Economic freedom increases the living standards of all productive members of society. When we are free to do with ourselves and our labor as we choose, everybody benefits.

The "invisible hand," as Adam Smith put it, guides the self-interest of unrelated individuals so that our interests join for our mutual benefit. Economic order, prosperity, and freedom arise when individuals are allowed to pursue their enlightened self-interest.

Economic freedom, rather than being the source of oppression and alienation as Marx thought, is the true wellspring of freedom and material prosperity for all. However, economic freedom alone is not sufficient to ensure the justice of society. Personal freedom is a necessary component of justice and a means to human self-improvement and self-respect.

Personal freedom makes meaningful our autonomy as persons. Without respect for the autonomy of persons, individuals become cogs in a machine, subject to the arbitrary whims of others and subject to coercion by many institutions, including businesses and the state. Advocates of personal freedom rightly understand that without the freedom to think, speak, act, and express oneself as one likes, one is not truly free.

So, it seems as though both liberals and conservatives must be backwards in their thinking. They both say that they endorse freedom, when at best they only endorse limited forms of one kind of freedom or the other. Well, if that is true, both liberals and conservatives must be wrong, or freedom broadly construed must not be important.

So, liberals like personal freedom and conservatives like economic freedom, right? If you think that you’re either a liberal or a conservative, take the following political quiz created by Advocates for Self-Government (http://www.self-gov.org). Add up your points for each category (economic and personal freedom) and find where you stand on the accompanying graph.

So now that you know where you score, what do your rankings mean? The personal freedom scale measures your tolerance for the values, ideals, and lifestyles of others.

If you scored low on the personal freedom scale, you believe that your standards of morality, safety, and other social concerns should be enforced by the government. If you scored high on the personal freedom scale, you believe that people should be generally free to do as they choose, provided that they do not harm or force their ideas on others.

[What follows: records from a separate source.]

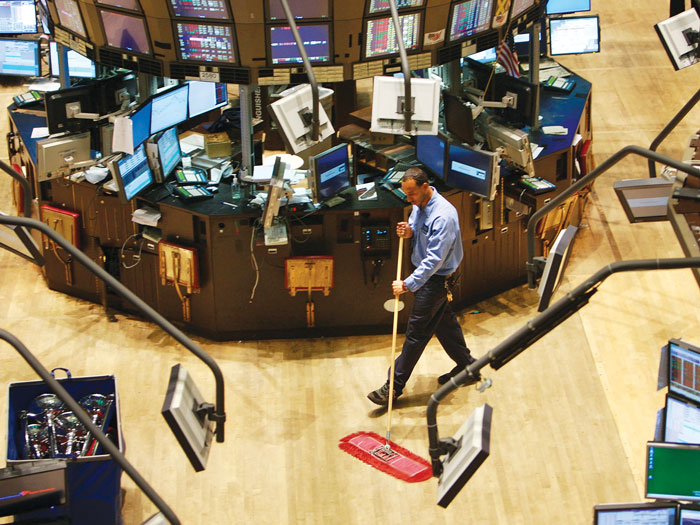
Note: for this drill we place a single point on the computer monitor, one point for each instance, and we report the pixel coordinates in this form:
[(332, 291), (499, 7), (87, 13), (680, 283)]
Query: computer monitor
[(681, 421), (69, 17), (388, 103), (659, 513), (200, 42), (126, 32), (331, 172), (169, 151), (78, 65), (19, 57), (283, 48), (684, 370), (380, 37), (469, 18), (475, 171), (141, 124), (217, 9), (169, 108), (458, 117), (206, 96), (430, 152), (574, 35), (301, 9), (17, 16), (132, 173), (672, 471), (562, 7)]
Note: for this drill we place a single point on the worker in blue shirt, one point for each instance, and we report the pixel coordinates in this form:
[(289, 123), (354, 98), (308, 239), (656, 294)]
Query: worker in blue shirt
[(437, 252)]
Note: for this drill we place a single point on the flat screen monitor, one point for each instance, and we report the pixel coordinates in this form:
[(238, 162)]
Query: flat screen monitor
[(301, 9), (684, 370), (132, 173), (169, 108), (574, 35), (469, 18), (430, 152), (17, 16), (141, 124), (331, 171), (471, 170), (78, 65), (681, 421), (562, 7), (69, 16), (19, 57), (284, 50), (169, 151), (379, 6), (658, 513), (458, 117), (380, 37), (199, 42), (217, 9), (127, 32), (672, 471), (206, 96)]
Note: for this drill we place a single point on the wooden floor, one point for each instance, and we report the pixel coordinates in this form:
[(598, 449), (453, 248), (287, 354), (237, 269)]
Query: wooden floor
[(571, 415)]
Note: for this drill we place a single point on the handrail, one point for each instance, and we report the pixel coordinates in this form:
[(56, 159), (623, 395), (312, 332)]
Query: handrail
[(219, 414), (534, 330), (106, 443), (532, 268)]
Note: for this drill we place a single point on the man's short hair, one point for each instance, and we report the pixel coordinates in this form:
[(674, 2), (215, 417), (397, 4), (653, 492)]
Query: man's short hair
[(417, 175)]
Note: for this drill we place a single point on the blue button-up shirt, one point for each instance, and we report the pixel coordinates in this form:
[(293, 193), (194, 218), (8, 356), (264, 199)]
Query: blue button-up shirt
[(437, 243)]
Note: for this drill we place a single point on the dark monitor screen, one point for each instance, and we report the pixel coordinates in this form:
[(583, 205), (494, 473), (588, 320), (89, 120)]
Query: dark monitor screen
[(168, 109), (430, 151), (17, 16), (205, 96), (133, 174), (205, 42), (331, 171), (381, 37), (169, 151), (458, 117), (69, 16), (574, 35), (284, 50), (672, 471), (684, 369), (78, 65), (19, 57), (658, 513), (469, 18), (125, 32), (560, 7), (200, 8), (300, 9), (472, 170)]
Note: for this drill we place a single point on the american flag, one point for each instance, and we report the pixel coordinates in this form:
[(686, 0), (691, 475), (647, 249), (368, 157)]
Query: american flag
[(508, 58)]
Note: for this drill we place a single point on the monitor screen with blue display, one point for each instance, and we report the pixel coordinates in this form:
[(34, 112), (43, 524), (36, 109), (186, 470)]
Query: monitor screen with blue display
[(331, 171), (430, 151), (169, 108), (19, 57), (169, 151)]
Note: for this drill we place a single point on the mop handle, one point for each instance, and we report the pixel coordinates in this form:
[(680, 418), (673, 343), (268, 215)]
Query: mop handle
[(393, 344)]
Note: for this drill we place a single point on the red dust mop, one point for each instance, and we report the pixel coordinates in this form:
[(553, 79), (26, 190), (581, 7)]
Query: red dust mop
[(386, 455)]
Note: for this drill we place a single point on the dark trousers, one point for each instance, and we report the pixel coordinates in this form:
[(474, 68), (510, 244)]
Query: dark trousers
[(431, 315)]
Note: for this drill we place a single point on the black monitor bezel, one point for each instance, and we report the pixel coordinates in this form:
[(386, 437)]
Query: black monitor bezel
[(125, 12), (268, 43), (178, 51), (418, 49)]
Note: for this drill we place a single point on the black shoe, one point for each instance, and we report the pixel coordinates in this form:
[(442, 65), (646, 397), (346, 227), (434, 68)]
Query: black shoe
[(381, 395)]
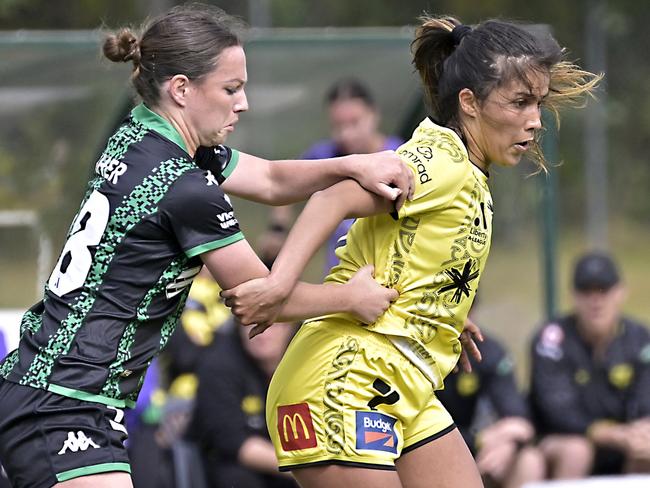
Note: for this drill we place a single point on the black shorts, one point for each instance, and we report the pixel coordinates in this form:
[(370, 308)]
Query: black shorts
[(47, 438)]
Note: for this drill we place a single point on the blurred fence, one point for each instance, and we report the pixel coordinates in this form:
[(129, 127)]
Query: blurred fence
[(59, 101)]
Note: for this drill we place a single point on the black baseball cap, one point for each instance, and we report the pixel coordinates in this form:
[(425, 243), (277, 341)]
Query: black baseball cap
[(595, 271)]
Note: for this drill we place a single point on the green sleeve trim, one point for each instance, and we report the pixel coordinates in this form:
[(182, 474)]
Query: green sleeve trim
[(232, 164), (153, 121), (90, 397), (210, 246), (95, 469)]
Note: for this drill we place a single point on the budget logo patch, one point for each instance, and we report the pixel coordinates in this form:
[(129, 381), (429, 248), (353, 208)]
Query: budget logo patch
[(376, 431), (295, 427)]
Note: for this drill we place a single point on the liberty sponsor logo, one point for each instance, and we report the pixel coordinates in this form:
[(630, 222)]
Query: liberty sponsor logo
[(109, 168), (416, 158), (295, 427), (335, 431), (376, 432), (77, 442)]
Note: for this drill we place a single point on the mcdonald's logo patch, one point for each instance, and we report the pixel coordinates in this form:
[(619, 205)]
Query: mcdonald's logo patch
[(376, 431), (295, 427)]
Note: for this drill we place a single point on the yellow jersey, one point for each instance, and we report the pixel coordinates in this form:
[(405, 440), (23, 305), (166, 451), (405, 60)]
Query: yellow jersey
[(432, 252)]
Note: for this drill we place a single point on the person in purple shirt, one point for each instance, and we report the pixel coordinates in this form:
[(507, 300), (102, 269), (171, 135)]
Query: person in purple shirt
[(354, 128), (3, 346)]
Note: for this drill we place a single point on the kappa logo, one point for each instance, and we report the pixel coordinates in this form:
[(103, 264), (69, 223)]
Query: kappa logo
[(78, 442), (295, 427), (376, 432), (227, 219)]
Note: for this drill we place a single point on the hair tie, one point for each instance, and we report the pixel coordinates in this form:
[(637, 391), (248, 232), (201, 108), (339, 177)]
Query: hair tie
[(458, 32)]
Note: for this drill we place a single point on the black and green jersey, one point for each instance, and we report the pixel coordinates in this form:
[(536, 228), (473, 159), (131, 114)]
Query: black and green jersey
[(121, 281)]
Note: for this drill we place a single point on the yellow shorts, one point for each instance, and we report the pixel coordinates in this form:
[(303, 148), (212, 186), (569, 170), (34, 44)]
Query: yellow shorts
[(345, 395)]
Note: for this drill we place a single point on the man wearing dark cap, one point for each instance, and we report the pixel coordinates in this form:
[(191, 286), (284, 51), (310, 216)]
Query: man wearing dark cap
[(590, 380)]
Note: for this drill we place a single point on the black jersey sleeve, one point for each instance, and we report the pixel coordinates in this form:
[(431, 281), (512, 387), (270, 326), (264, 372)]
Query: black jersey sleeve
[(200, 213), (639, 404), (220, 160), (499, 381), (554, 397)]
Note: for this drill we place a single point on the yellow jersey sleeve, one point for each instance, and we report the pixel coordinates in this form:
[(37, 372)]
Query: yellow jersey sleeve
[(438, 160)]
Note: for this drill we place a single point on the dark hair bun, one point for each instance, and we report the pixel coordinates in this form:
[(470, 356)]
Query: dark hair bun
[(122, 47)]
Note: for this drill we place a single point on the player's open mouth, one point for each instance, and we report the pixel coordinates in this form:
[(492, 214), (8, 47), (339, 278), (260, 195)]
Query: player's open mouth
[(524, 145)]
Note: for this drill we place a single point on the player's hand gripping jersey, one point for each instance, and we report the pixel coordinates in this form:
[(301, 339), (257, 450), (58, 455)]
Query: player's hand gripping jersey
[(433, 254), (123, 276)]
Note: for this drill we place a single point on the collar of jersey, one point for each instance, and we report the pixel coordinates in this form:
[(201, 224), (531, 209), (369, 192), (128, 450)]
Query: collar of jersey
[(430, 123), (155, 122)]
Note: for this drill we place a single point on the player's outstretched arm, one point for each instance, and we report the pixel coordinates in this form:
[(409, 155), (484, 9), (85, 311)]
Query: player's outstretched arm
[(361, 296), (325, 209), (289, 181)]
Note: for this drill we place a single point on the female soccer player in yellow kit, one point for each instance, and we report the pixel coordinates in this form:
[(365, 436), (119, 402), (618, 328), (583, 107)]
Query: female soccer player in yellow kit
[(350, 403)]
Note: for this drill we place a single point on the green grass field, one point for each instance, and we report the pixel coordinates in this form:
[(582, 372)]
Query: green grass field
[(511, 291)]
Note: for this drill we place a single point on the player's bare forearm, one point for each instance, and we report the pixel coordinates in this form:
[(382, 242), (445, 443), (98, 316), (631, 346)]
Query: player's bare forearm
[(290, 181), (317, 222)]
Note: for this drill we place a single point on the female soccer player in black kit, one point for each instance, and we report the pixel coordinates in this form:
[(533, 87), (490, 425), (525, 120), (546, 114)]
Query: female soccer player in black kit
[(154, 212)]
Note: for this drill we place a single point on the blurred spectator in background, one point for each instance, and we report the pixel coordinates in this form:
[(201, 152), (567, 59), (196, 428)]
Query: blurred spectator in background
[(159, 457), (590, 384), (493, 417), (3, 345), (228, 422), (354, 121)]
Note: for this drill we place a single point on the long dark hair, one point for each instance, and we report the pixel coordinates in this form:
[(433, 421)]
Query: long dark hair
[(450, 56), (187, 40)]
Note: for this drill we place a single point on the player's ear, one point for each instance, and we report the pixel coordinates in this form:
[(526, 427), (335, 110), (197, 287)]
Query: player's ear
[(179, 88), (467, 102)]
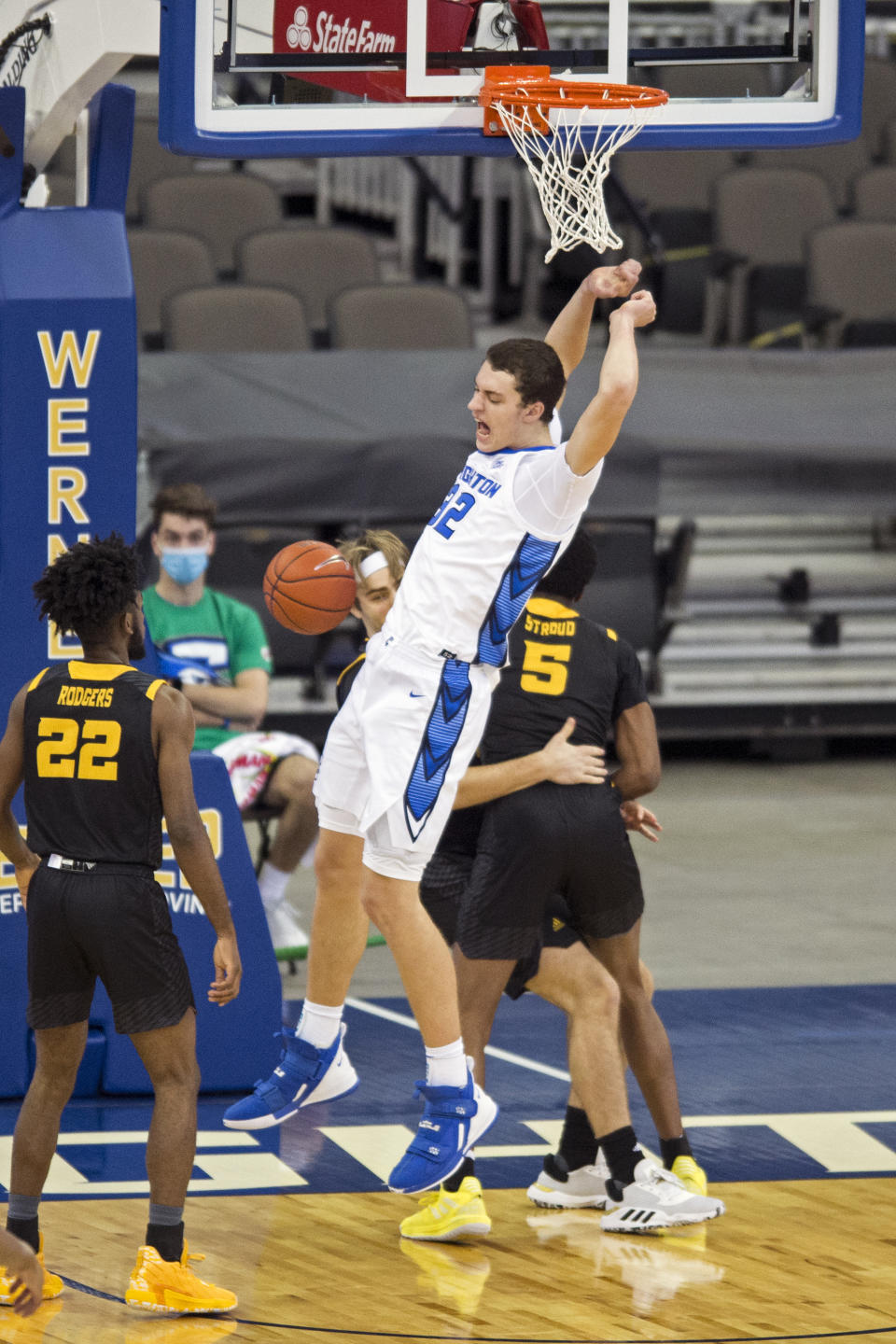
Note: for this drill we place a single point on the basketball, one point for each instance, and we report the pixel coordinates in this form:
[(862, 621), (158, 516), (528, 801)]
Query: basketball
[(309, 588)]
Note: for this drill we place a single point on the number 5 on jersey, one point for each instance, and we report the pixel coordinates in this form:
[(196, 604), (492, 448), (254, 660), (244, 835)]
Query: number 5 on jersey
[(544, 668), (100, 742)]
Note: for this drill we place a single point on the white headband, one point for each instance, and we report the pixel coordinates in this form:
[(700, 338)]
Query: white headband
[(371, 564)]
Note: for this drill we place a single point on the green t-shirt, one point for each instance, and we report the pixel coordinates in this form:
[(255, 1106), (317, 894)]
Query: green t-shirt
[(207, 643)]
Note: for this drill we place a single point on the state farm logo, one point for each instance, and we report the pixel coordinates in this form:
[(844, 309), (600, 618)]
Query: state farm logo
[(330, 34), (299, 34)]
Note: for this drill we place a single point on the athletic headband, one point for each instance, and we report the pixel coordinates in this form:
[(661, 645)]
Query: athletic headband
[(371, 564)]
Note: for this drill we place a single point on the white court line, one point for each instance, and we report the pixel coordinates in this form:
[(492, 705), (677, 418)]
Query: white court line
[(404, 1020)]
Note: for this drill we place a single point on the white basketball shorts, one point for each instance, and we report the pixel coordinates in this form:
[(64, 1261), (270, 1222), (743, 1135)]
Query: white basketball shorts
[(397, 751)]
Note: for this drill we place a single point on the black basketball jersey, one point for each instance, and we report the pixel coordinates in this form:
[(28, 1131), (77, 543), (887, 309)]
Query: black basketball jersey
[(91, 777), (562, 665)]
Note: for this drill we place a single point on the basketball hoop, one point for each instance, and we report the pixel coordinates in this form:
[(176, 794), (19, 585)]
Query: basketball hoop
[(567, 170)]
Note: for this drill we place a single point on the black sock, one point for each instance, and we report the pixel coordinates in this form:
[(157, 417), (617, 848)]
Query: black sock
[(623, 1152), (26, 1228), (578, 1145), (672, 1148), (467, 1169), (167, 1240), (555, 1166)]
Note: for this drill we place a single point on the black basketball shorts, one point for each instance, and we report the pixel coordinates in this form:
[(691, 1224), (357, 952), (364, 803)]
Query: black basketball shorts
[(442, 892), (540, 842), (112, 922)]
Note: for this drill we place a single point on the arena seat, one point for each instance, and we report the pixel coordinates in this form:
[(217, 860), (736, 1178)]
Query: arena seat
[(164, 262), (234, 317), (762, 217), (875, 194), (314, 262), (852, 283), (399, 317), (220, 207)]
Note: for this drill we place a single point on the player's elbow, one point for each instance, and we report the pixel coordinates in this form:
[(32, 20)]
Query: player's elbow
[(183, 830), (618, 391)]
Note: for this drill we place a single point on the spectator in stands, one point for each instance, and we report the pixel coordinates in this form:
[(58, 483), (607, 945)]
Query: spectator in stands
[(216, 651)]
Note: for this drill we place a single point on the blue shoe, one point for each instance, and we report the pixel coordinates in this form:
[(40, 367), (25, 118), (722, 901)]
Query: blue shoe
[(455, 1118), (302, 1077)]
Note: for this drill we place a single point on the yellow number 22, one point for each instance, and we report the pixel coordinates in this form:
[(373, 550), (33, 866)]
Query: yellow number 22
[(100, 742)]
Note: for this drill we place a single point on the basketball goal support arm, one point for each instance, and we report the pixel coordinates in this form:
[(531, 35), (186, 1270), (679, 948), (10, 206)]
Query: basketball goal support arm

The economic freedom scale measures your personal responsibility as a part of the economy and the degree of responsibility that you think that others ought to take for their economic lives.

If you scored low on the economic freedom scale, you think that it is the job of the government to enforce certain distributions of wealth and economic power, as a good society cannot be achieved without such distributions. If you scored high on the economic freedom scale, on the other hand, you believe that people should be generally responsible for their own economic lives, and that free transactions are preferable to government planning.

As this quiz should make clear, the terms liberal and conservative do not adequately describe the whole of the political debate. They are inadequate measures of the complexity of political problems and the great variety of human beliefs and concerns. Similarly, and importantly, the questions asked in this political quiz are inadequate measures as well.

However, they compel one to think that perhaps our traditional ways of thinking about right and left are without foundation and dangerous if we use those conceptions as the basis for public policy.